There are more than a million music artistes in Nigeria; popular and unpopular, professionals and amateurs. How many of them are really making good music?
In a line-up of 10 Nigerian youths, one would find at least 8 of them to be rappers of sorts, singers, songwriters, lyricists, or whatever they choose to call it these days. In short, upcoming artistes. The question now is, how many of these so called upcoming people actually do come up?
I’ll take it from the top. A few days ago, something intriguing was retweeted unto my TL. According to @CelebFacts9ja, ‘Nigeria has the highest amount of Artistes in Africa’. The good Lord knows I wasn’t surprised, but it struck a chord. I had to ask; why???
My name’s Pearl, and I’m a self-styled sarcastic rant enthusiast. I like to take things apart and find the worms that are destroying them from within. I like to get to the root of the matter. In short, I like to know why, hoping that in knowing why, I might be able to be the beginning of a change. Mayhap if my voice is heard, this change might be achieved. But I digress.
Why are there so many self acclaimed artistes? Is there really that much talent in Nigeria? Personally, I think not. I mean, if one listens to the ‘New Artist’ session on the radio, one is like to take a baseball bat to the radio in self-defence. Or smash the radio on the wall. Bad, grating voices, retarded lyrics, boring beats, poor production, the list goes on. Abeg, wetin na? Do these people want to blow out our eardrums? I think they forget something important; MUSIC. Yes, I know the lyrics don’t have to make sense, a good jam is a good jam, at least in Nigeria. A good jam isn’t necessarily good music, but then, how many ‘good jams’ can we get out of artistes, upcoming and already made alike? I belong to the school of thought that declares that your ‘hustle’ is no reason for causing earaches. I mean, let’s look at this with an unbiased view. I know everybody’s trying to get made, and the fastest way seems to be getting into the music industry, but if everyone that wants an in gets it, who would remain to listen? This is assuming that everybody trying to get in has some talent, of course.

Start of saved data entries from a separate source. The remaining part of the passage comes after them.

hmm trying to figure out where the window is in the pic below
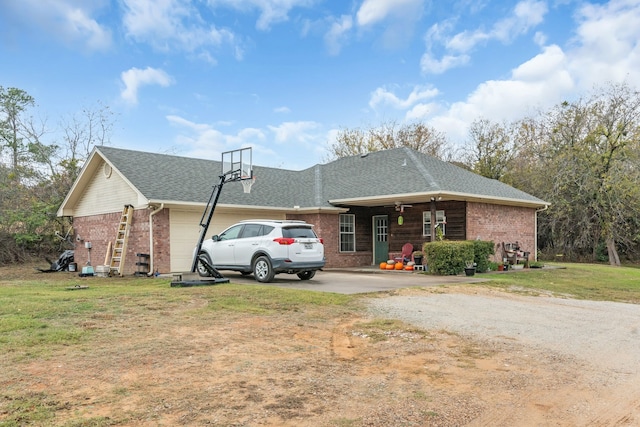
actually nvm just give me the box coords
[339,214,355,252]
[219,224,243,241]
[241,224,267,238]
[423,210,446,237]
[282,226,317,239]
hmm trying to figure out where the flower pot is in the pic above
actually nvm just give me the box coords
[464,267,476,276]
[413,256,423,265]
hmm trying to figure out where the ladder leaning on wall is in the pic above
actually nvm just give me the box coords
[109,204,134,276]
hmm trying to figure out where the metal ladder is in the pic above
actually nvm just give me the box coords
[109,205,134,276]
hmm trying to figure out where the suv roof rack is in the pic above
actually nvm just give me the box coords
[239,219,307,224]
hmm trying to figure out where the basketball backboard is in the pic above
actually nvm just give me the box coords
[221,147,252,182]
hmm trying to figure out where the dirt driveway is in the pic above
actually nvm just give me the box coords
[2,266,639,426]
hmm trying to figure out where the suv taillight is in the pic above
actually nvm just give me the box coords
[274,237,296,245]
[319,238,324,244]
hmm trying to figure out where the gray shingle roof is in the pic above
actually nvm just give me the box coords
[97,146,547,208]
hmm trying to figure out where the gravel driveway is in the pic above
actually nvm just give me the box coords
[368,291,640,375]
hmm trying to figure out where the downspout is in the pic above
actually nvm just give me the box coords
[148,203,164,276]
[534,204,549,262]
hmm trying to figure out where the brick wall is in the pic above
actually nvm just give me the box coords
[466,202,537,261]
[151,209,171,274]
[73,208,170,275]
[285,213,370,268]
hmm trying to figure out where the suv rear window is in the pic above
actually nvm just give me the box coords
[282,226,316,239]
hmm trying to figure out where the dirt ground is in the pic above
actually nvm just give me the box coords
[2,266,639,426]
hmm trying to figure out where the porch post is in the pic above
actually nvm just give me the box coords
[430,198,437,242]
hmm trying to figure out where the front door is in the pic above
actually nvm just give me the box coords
[373,215,389,264]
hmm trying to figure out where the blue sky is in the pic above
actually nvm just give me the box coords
[2,0,639,171]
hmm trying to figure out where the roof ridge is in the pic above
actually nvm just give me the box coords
[403,147,439,190]
[314,165,323,206]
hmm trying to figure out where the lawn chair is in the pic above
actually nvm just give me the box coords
[394,243,414,264]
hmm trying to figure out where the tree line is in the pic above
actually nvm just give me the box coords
[327,82,640,265]
[2,82,639,265]
[0,86,114,263]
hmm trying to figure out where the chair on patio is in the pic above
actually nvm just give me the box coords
[394,243,414,264]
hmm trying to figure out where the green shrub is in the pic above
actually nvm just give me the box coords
[472,240,494,273]
[423,241,474,275]
[423,240,495,275]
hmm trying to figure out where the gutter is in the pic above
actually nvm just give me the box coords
[148,203,164,275]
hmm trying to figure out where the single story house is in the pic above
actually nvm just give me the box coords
[58,146,549,275]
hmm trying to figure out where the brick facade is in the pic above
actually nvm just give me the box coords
[466,202,537,262]
[73,208,171,275]
[72,203,538,274]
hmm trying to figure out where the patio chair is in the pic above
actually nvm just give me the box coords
[394,243,414,264]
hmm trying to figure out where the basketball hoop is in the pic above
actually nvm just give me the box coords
[241,176,255,194]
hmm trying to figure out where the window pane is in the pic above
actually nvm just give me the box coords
[283,226,317,238]
[339,214,355,252]
[423,210,446,237]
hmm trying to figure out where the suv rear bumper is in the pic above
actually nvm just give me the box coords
[271,259,325,272]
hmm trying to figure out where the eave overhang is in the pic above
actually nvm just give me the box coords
[329,191,550,209]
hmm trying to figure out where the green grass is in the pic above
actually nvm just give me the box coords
[1,263,639,425]
[0,276,355,362]
[201,283,354,313]
[479,263,640,303]
[0,275,357,425]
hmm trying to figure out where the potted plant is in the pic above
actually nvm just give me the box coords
[464,261,476,276]
[412,251,424,266]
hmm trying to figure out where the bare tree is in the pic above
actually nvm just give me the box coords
[326,120,451,161]
[462,118,514,180]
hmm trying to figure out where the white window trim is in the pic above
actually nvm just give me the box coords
[423,210,446,237]
[339,214,356,252]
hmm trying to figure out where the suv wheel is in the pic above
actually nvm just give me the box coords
[253,256,275,283]
[297,271,315,280]
[197,252,213,277]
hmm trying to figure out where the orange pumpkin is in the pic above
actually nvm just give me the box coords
[380,262,387,270]
[385,263,395,270]
[394,262,404,270]
[404,265,414,271]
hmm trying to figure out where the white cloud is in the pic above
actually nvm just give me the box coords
[420,52,470,74]
[356,0,423,27]
[168,114,268,159]
[208,0,313,31]
[324,15,353,55]
[568,0,640,89]
[1,0,112,51]
[274,106,291,113]
[355,0,424,48]
[122,0,240,58]
[268,121,320,143]
[418,0,640,147]
[120,67,174,105]
[405,102,439,121]
[167,116,327,169]
[369,85,439,110]
[422,0,547,74]
[425,44,573,144]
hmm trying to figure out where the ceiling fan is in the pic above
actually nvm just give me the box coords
[393,201,412,213]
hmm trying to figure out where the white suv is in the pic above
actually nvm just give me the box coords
[197,220,325,283]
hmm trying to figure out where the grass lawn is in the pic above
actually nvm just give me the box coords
[1,262,639,425]
[478,262,640,303]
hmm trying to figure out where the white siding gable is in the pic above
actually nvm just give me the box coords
[74,161,142,217]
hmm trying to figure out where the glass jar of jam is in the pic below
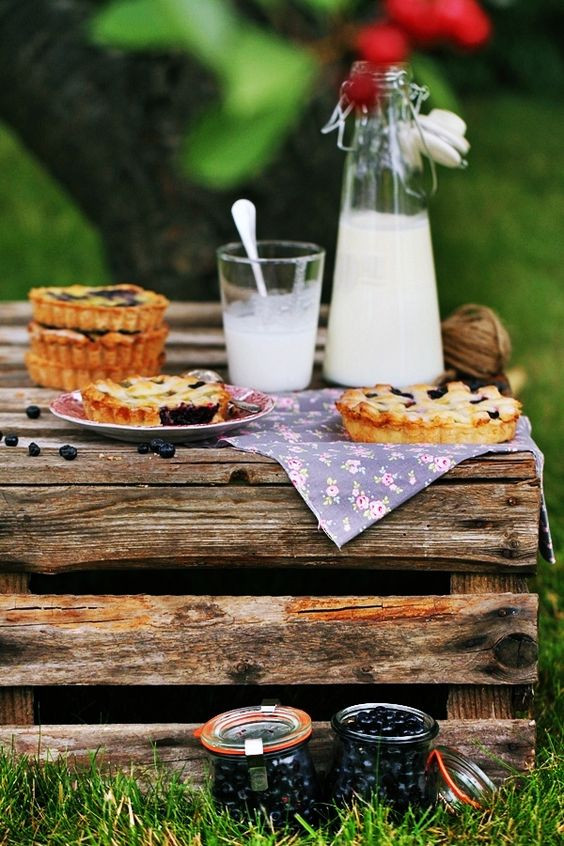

The singers probably have the easier way of it; once they have uniquely good voices, lovely beats, and some ‘ baby whine for me’ give it to me, bend down low’,’the finest girl, the sexiest girl’ lyrics, BAM! They make it. But the rappers? Hell no. Years ago my dad used to rant about youths not reading their books but trying to sing every rubbish they could imagine(I guess I got my ranting gift from him). I used to argue with him. I thought he was just being ‘old-school’. But then over the years I realised how right he was. Especially as far as rappers are concerned. What do you have as a rapper, if not words? How do you get these words, but from reading? We look up to MI, Olamide, Phyno, Vector and such as really good rappers, but has it occurred to anyone that these people must spend a lot of time reading? No? I’m an avid reader myself, I love wordplay, and I can tell you that sometimes their bars just kill me. The wordplay is so smooth, so ‘punny’, it just takes my breath away. It gives me ‘Isingbaka’. Scatters my head, straight up. If these people write these bars themselves, then you should know they spend a lot of time in books and dictionaries. Take that from someone who reads dictionaries as a hobby. I figure many people don’t realise this, especially the upcoming rappers. Mostly, they recycle used bars, at least to the best of my knowledge. It’s only the really good ones, or those that have great lyricists that make it in. So my advice, if you’re a rapper, and you don’t like to read, please hire someone who does. Nobody’s ready to listen to lame bars these days.
I want to bring this rant to an end (grin). I’m sure I’ve stepped on toes. Sorry, the glaring truth does that a lot. I just want to say, I do appreciate that everyone is trying to make it big, trying not to be swept away by the sea of unemployment. I understand this very well. I also understand that there are other industries. You might find that fashion would work better for you than music. I’m a jane-of-many talents myself, but I steer clear of music and stick to dancing. I do hope the really good guys make it in. I need more dope jams to choreograph. I also need more sick bars to bring me to my knees and make me confess that I’m a mere novice at wordplay. But all in all, may the stronger hustler win!